Gira e rigira, Shantaram è quel pellegrinaggio spirituale che ognuno di noi dovrebbe intraprendere almeno una volta nella vita. Una retrocessione al grado inferiore di una monarchia, una piccola perla che brucierà sulla mia testa per molto tempo, così come i sentimenti che al cento per cento sono veri solo a livello soggettivo. Adesso Lin e la sua travagliata storia occuperanno un posto speciale nel mio cuore, e il mio vecchio desiderio di leggere di lui e di questo splendido mondo si dissolse lentamente nel momento in cui feci di Shantaram il mio cantuccio personale, il mio antidoto alla tristezza, in un periodo non propriamente luminoso. Mi ha lasciato l’amaro in bocca, su questioni relativi al suo approccio sentimentale con Karla o Lisa, ma il suo racconto così semplice – troppo intenso per competere con simili sciocchezze – mi fece ringraziare di averlo letto.

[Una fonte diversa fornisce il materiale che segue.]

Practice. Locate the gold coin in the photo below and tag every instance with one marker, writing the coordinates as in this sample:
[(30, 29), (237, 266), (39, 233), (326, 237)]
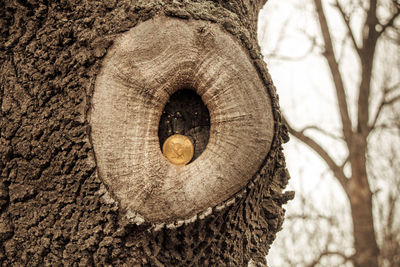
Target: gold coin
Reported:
[(178, 149)]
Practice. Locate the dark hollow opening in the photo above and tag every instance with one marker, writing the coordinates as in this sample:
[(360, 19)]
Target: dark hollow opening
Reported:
[(186, 114)]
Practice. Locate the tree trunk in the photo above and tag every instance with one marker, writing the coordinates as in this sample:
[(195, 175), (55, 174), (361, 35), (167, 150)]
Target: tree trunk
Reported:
[(360, 198), (60, 197)]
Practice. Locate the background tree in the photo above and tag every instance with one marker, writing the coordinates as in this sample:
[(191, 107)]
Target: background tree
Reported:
[(58, 207), (359, 42)]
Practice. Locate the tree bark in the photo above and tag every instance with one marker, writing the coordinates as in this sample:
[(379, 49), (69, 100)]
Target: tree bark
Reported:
[(55, 207)]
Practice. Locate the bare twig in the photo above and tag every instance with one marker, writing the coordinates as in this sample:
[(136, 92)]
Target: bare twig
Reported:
[(318, 129), (390, 22), (346, 20), (338, 171), (329, 55), (384, 102)]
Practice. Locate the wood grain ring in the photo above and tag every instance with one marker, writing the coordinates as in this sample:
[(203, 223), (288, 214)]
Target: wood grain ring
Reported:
[(144, 67)]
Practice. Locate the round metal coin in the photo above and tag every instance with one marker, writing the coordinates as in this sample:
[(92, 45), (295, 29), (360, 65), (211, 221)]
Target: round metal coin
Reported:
[(178, 149)]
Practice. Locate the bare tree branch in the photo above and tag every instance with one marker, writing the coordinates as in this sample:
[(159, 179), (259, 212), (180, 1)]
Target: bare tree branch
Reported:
[(346, 20), (390, 22), (370, 37), (329, 55), (384, 102), (318, 129), (338, 171)]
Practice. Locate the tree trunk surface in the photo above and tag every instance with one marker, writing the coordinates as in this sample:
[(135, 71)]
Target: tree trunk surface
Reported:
[(360, 196), (55, 207)]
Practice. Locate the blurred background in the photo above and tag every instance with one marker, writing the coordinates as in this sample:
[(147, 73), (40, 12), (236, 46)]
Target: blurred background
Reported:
[(336, 67)]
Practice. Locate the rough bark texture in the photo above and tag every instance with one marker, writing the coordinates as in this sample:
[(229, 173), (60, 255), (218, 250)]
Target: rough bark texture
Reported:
[(54, 208)]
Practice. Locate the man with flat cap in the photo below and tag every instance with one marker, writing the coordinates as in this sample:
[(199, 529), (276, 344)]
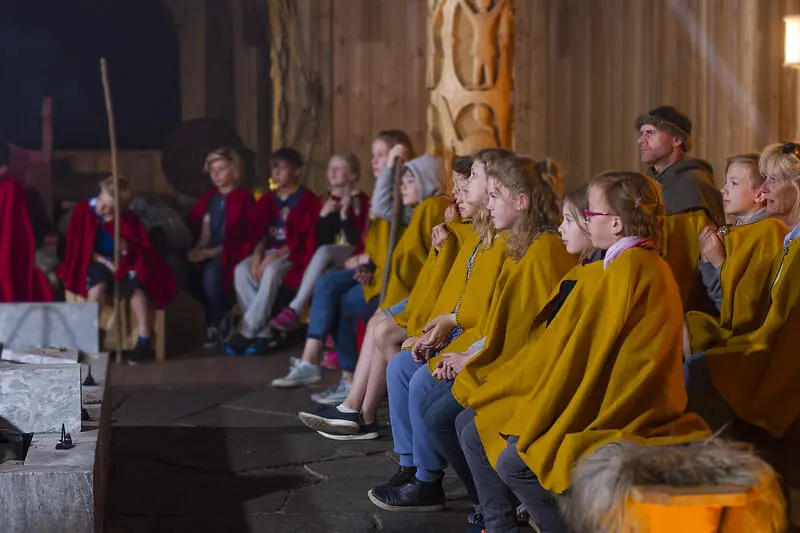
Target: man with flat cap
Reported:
[(665, 135)]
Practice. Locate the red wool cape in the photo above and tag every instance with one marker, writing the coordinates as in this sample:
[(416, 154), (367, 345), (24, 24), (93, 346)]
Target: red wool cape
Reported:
[(151, 269)]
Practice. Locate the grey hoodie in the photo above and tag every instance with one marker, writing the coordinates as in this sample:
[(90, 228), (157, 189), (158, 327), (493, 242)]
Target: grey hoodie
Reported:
[(688, 185), (429, 172)]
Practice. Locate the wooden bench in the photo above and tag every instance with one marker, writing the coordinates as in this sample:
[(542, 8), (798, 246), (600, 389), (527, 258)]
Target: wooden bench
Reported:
[(130, 331)]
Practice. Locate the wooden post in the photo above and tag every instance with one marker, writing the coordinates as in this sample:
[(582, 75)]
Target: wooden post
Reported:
[(115, 175), (469, 75)]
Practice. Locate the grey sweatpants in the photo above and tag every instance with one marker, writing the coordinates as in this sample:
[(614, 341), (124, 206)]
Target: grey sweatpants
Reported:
[(256, 297), (328, 257)]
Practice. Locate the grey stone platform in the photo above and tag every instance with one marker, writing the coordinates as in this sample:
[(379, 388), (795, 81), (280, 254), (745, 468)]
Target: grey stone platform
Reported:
[(206, 445), (56, 490), (40, 325)]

Il suo è un racconto epico, così eccezionale e memorabile che conferisce una bellissima percezione del mondo esterno, malgrado l’impegno che ci mise nel periodo della sua stesura, così potente e quasi incosapevole di tale supremazia. Non propriamente eccellente per come è stato raccontato, ma riflesso di atroci << sofferenze>> dove niente e nessuno fu lasciato al caso. Mi è bastato infilarmi fra le pagine di uno spettacolo colorato e vivace, per scrutare la figura di questo personaggio, affinchè indugiasse sulla mia testa per più del necessario: quei pensieri vorticanti che indicavano la presenza di un ombra costante, l’anima attanagliata da pensieri infausti. Poco, veramente poco per farmi venire la pelle d’oca, e non propriamente utile per i benefici della mia anima. Fulgida nube su cui ho posato il piede per salire al cielo, illuminata dai raggi di un astro luminoso e potente che sembravano appartenere alle figure che popolano questo spettacolo.

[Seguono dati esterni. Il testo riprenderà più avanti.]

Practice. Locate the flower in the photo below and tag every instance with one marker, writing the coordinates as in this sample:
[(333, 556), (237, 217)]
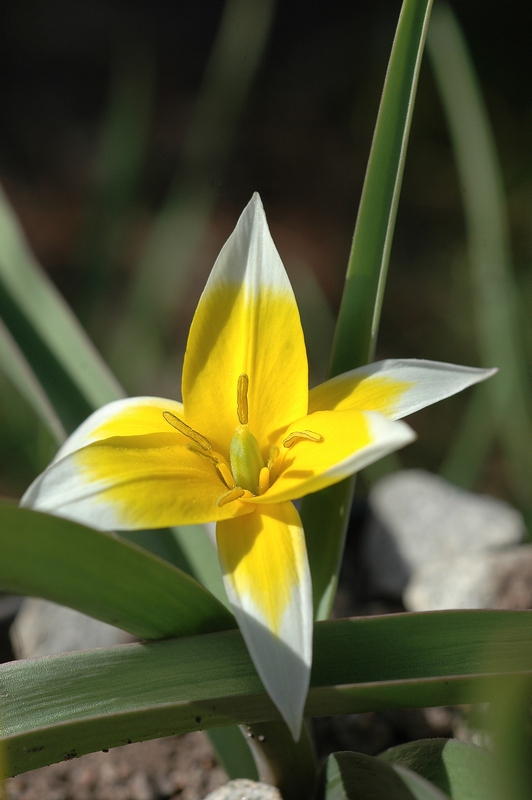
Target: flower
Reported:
[(246, 441)]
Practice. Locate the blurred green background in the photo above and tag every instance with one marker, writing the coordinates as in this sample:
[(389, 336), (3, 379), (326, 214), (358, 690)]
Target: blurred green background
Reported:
[(133, 134)]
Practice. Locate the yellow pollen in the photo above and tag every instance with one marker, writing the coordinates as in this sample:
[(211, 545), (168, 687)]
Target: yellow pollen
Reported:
[(264, 480), (226, 476), (242, 398), (233, 494), (186, 430), (301, 436), (194, 448)]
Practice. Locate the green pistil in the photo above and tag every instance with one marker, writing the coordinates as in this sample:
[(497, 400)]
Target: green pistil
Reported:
[(245, 459)]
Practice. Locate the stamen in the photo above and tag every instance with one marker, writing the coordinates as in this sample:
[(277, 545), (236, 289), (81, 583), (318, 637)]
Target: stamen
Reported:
[(264, 480), (186, 430), (232, 494), (274, 455), (242, 398), (194, 448), (301, 436), (225, 475)]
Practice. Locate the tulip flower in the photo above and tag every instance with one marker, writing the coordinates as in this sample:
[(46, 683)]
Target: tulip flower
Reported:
[(247, 440)]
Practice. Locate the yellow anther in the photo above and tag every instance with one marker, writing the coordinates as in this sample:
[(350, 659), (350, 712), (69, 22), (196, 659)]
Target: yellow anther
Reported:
[(194, 448), (233, 494), (242, 398), (186, 430), (225, 475), (301, 436), (274, 455), (264, 480)]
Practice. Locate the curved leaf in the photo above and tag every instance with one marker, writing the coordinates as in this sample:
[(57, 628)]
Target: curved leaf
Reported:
[(61, 706), (63, 359), (355, 776), (103, 576), (463, 771)]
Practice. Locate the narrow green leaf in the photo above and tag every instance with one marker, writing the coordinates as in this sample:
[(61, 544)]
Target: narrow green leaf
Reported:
[(497, 312), (355, 776), (103, 576), (325, 515), (65, 363), (60, 706), (232, 749), (16, 368), (509, 730), (463, 771)]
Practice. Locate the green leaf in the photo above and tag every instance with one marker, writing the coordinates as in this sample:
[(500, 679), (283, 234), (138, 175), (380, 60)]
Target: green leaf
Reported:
[(63, 360), (498, 315), (103, 576), (354, 776), (463, 771), (16, 368), (55, 707), (166, 261), (326, 514)]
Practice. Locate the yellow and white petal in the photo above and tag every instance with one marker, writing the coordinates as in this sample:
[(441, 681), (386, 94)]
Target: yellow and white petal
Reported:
[(395, 387), (351, 440), (129, 417), (247, 322), (133, 482), (267, 579)]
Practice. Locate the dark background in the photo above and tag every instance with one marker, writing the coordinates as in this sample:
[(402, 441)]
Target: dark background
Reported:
[(302, 141)]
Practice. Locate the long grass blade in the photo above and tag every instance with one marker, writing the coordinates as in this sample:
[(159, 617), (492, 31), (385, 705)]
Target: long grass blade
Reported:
[(497, 311), (326, 514), (63, 706), (63, 360)]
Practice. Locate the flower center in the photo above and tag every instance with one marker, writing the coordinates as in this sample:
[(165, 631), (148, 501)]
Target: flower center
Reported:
[(246, 475), (245, 457)]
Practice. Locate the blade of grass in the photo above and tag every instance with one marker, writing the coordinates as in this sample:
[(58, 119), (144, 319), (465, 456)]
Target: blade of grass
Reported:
[(326, 514), (14, 365), (498, 315), (62, 706), (103, 576), (65, 363)]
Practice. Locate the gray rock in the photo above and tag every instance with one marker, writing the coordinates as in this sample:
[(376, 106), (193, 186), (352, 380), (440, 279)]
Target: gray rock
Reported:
[(242, 789), (42, 629), (475, 580), (419, 518)]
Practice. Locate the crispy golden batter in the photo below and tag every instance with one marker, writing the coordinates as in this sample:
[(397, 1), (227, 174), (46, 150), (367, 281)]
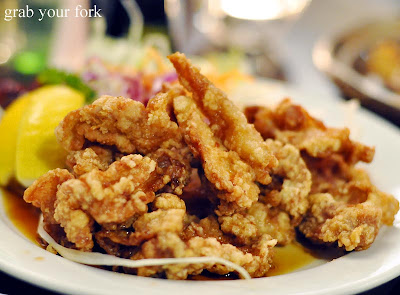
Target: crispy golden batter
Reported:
[(290, 123), (42, 193), (173, 165), (257, 260), (353, 227), (227, 122), (232, 177), (292, 198), (122, 122), (350, 185), (111, 196), (272, 221), (260, 219), (192, 177), (83, 161)]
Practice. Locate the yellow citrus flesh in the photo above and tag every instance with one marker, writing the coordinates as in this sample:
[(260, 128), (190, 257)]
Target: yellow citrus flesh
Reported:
[(9, 125), (37, 149)]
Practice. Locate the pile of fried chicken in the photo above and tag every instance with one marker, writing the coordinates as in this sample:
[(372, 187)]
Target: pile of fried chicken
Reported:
[(191, 175)]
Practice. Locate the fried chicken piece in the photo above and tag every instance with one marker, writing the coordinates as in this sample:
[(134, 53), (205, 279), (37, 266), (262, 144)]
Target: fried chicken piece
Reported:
[(168, 217), (272, 221), (290, 123), (227, 122), (42, 193), (122, 122), (207, 227), (173, 162), (231, 177), (353, 227), (257, 260), (111, 196), (349, 185), (292, 198), (260, 219), (84, 161)]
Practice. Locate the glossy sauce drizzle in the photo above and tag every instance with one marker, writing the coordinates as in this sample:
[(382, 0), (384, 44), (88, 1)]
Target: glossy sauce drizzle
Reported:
[(25, 218)]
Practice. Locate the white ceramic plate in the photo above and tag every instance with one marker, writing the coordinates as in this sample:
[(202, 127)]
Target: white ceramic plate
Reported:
[(350, 274)]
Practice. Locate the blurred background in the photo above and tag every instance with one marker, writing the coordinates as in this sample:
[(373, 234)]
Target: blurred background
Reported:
[(298, 41), (328, 47)]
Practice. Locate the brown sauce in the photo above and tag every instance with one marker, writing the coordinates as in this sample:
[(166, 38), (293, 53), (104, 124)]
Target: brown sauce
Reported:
[(25, 218)]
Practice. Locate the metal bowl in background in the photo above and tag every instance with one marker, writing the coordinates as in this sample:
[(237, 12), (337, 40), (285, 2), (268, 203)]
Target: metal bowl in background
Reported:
[(342, 57)]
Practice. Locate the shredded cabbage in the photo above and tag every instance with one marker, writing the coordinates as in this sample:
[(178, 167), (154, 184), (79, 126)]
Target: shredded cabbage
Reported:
[(91, 258)]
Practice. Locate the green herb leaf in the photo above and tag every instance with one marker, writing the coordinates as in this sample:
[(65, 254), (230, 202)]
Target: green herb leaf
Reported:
[(54, 76)]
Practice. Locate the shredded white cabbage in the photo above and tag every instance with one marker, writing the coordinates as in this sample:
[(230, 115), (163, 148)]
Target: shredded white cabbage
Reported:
[(91, 258)]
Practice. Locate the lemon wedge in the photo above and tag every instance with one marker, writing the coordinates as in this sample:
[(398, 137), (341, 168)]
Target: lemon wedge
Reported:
[(8, 133), (37, 149)]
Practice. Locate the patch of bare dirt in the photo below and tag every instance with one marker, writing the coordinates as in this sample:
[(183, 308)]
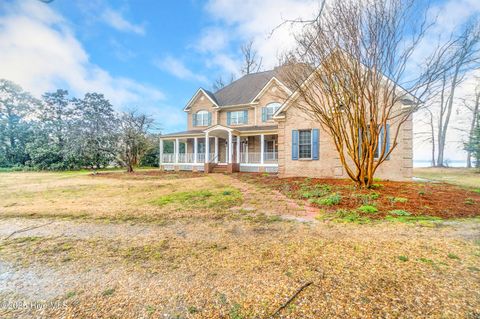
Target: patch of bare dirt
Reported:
[(431, 199)]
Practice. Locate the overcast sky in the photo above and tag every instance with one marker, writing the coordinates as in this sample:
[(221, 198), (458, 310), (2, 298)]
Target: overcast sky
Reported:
[(153, 55)]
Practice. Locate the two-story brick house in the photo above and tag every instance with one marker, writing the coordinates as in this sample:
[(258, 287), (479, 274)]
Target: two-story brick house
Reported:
[(252, 125)]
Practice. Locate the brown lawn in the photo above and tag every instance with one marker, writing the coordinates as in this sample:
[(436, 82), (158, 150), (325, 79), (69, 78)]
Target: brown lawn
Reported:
[(182, 245)]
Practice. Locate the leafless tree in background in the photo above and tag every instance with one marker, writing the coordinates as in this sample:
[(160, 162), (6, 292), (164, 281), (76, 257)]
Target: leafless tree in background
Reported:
[(251, 62), (133, 138), (218, 84), (472, 105), (359, 52), (465, 56)]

Shantaram è un paradiso per cui i viaggiatori che desiderano leggere storie come queste possono sentirsi accolti. Un bellissimo viaggio che ha il potere di farci dimenticare le innumerevoli azioni che hanno macchiato chiunque, in quanto aspirazione ad una felicità astratta che solo il perdono o la comprensione potranno redimerci. Angeli tramutati in diavoli nel cui animo imperversano bufere.
Pervaso da una strana magia, che mi ha permesso di accettare la storia di Roberts che si porta dentro, ha reso il tutto come una serie di opportunità in cui la libertà individuale e di pensiero, la bontà d’animo e d’azione, sono i capostipiti dell’intero romanzo. Fra forme e colori, parole e suoni, opera bellissima su cui predomina la forza spirituale, la volontà di scovare un’opportunità per rinascere e magari risorgere.

E’ il perdono che ci rende unici. Senza perdono la nostra specie sarebbe distrutta in una serie di faide senza fine … senza il sogno di un perdono non ci sarebbe amore, perché ogni atto d’amore è in qualche modo una promessa di perdono. Viviamo perché possiamo amare, e amiamo perché sappiamo perdonare.